‘Shame trees don’t grow at Belmont Road’
PNP lashes Gov’t performance, promises to be better
CITING some of the actions of the Jamaica Labour Party (JLP) Administration that he deems questionable, Opposition Senator Peter Bunting on Wednesday morning lashed the Government for having “no shame”.
Bunting launched his criticism of the JLP during the second peaceful protest staged by the People’s National Party (PNP) in different parishes dubbed ‘Rescue Jamaica’. Wednesday’s protest was held in Old Harbour, St Catherine.
“This Government has shown that they have no shame. Shame trees don’t grow at Belmont Road,” Bunting said, while listing a number of allegations of impropriety.
“This coming election is an opportunity for everyone to move from concern to action,” he said. “Don’t think you are helpless because you are one person. Your voice and your vote will ensure that the only term this government gets is a prison term.”
For her part, Natalie Neita-Garvey, PNP Member of Parliament (MP) for St Catherine North Central, also threw shade at the Government, and signalled to Jamaicans that the PNP is ready for the next general election, whenever it is that Prime Minister Andrew Holness decides to call it.
The next election is constitutionally due this year.
“Dem coulda drag out this election till God comes. We sidung and we a wait. We ready, we ready, we ready, we ready, we ready,” Neita-Garvey stressed.
“This Government is like a man who a look a woman. When him want a woman, him show all sorts of pretty things. Him tell her how him ago buy house, land and car and how him ago fix her up in pretty wig and nice things. When him get through, him let you down.
“Him nuh remember you. Him gone look about next woman. We naa go get tricked this time. No matter how much ribbon you cut or how much ground you bruk, the bells and the whistles naa go fool we because we have been there, done that. We know you don’t care about the Jamaican people,” she said.
She said the nation’s civil servants are ready to go to the polls, having had their rights and their cries neglected by the current government.
“You give yourselves hundred per cent [salary] increase and don’t remember the ordinary nurse, the teacher and the fireman. At this time, they don’t remember you either. When you did a look about yourself and a talk about choose Jamaica, you never chose Jamaica. You chose yourself. After nine years you come a tell we now seh you choose Jamaica. PNP choose Jamaica long time. Ain’t no stopping us now,” she said.
Meanwhile, Leader of the Opposition Mark Golding said that the end of the Holness-led Government is nigh.
He implored Jamaicans to stand up for justice and not allow the country to be wrecked by a Government which has continually breached what it takes to govern Jamaica in accordance with principle.
“We need money to fix the road network in the country which has been neglected over the nine years of the Jamaica Labour Party and they are scrambling when elections are up on them to spark or to reach, but they can’t spark and dem naa reach because the people of Jamaica done mek up dem mind already that this Government nuh ready and dem have to go down,” Golding said, referencing the Shared Prosperity through Accelerated Improvement to our Road Network (SPARK) and the Relief, Emergency Assistance and Community Help (REACH) programmes.
Golding accused the Government of deceiving the Jamaican people and feeding them constantly with misinformation.

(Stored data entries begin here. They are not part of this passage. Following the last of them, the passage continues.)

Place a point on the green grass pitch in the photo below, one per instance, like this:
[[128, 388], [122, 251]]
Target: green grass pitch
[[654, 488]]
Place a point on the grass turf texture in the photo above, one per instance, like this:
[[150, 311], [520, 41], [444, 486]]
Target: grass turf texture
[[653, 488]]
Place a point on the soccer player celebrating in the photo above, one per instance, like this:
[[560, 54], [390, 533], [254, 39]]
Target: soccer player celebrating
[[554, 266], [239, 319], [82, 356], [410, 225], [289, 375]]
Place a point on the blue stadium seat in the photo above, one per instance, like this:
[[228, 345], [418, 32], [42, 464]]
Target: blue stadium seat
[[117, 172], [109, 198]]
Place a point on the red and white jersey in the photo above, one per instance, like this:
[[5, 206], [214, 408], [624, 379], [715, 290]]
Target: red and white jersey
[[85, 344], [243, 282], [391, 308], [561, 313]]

“How can they say that the Cornwall Regional Hospital has been anything but a complete disaster for the people of Jamaica. Over $20 billion of expenditure, seven years of work and it can’t finish and the people of western Jamaica are suffering without a Type A hospital. We see the school system and the under-performance of our bright children and they are doing nothing about improving what is happening. We need a fundamental change in education and that will be a key pillar of People’s National Party’s policy and programmes because we have the brightness and the talent, but we need to nurture it and support it in the right way,“ he said.
“We support good mind, principle, righteousness, upliftment of people, honesty in public life, delivering what the people in Jamaica are asking for,“ he said.